Maya Angelou writes that the caged bird sings for it, and our own USA allows it to ring.  I, however, think it is something we will never have.  Our need to be caged is far greater than our love of freedom.  We are caged in jobs, homes, relationships, family; and by the simple fact that we have no feathers or fur, and we need to eat.  We are foremostly caged by love.  The single bond that is both elastic and solid steel.  It sends us soaring to great heights and spinning out of control to the lowest depths.  We might try to escape bravely or stealthy, but in the end it "will gettcha gettcha gettcha."


Gadding About

Footsteps echo force down the hall. Assumed
Gentleness irate, presumes its time to rear Ugly
Heads in childish tests the bonds of love.

We run naked and have no names. 
The Elves pinch us until nothing remains. 
We hide in the Toadstools under the trees. 
Lichen formed mice tickle our knees and
dissolve in the laughter of the Elves as they tease.

They tease and they vex, they jest and they laugh
atop Sponge Pillows, at Moss tables, mischievous
spats.  They sip Dewdrops, and Teardrops jabbering
a lot as eerie music surrounding  fades in and out.

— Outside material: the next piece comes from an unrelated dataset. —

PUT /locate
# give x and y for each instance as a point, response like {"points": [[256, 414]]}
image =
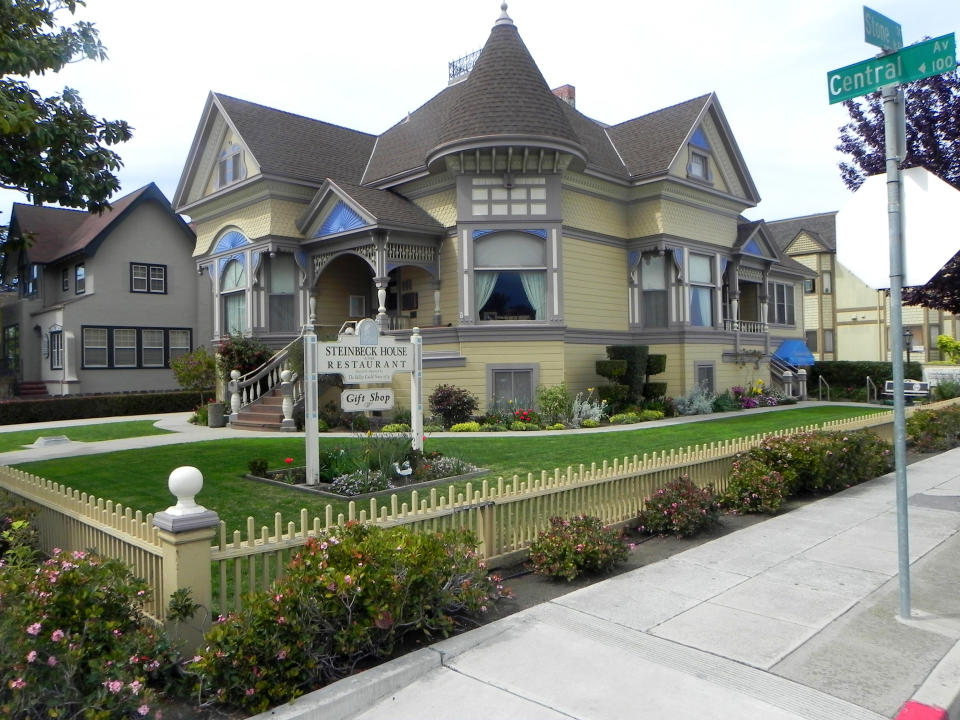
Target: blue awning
{"points": [[794, 352]]}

Circling this concert Tangled Fungus and Mold
drawing from heat transform and unfold
Fear, Sniveling Tears, Who done it? 
You did it!  He told! 
In Algae Robes invading, winding below
and above not releasing or holding....
the illusive bonds of love.

May, 2003

Thursday, June 10, 2010

Fathers Day

I am not a fan of "Hallmark" holidays, but Mothers and Fathers have my appreciation. It isn't only the biological parent that should receive an ovation, but any responsible adult who takes on the role and extends a hand to a young person. Perhaps the name of both days should be changed to "Caregiver Day" - much more appropriate.


Father's Day


Strong arms lift you from
turbulent waves, water lapping
at your knees misbehaves.
Cracker Jacks and Red Hots,
Gimme Some and Thank You Nots.

Send you off in a black sleek car,
quick sip of water from a jelly jar.
In the back seat, a pretty blond smile.
Treaded underneath, fragrant Chamomile.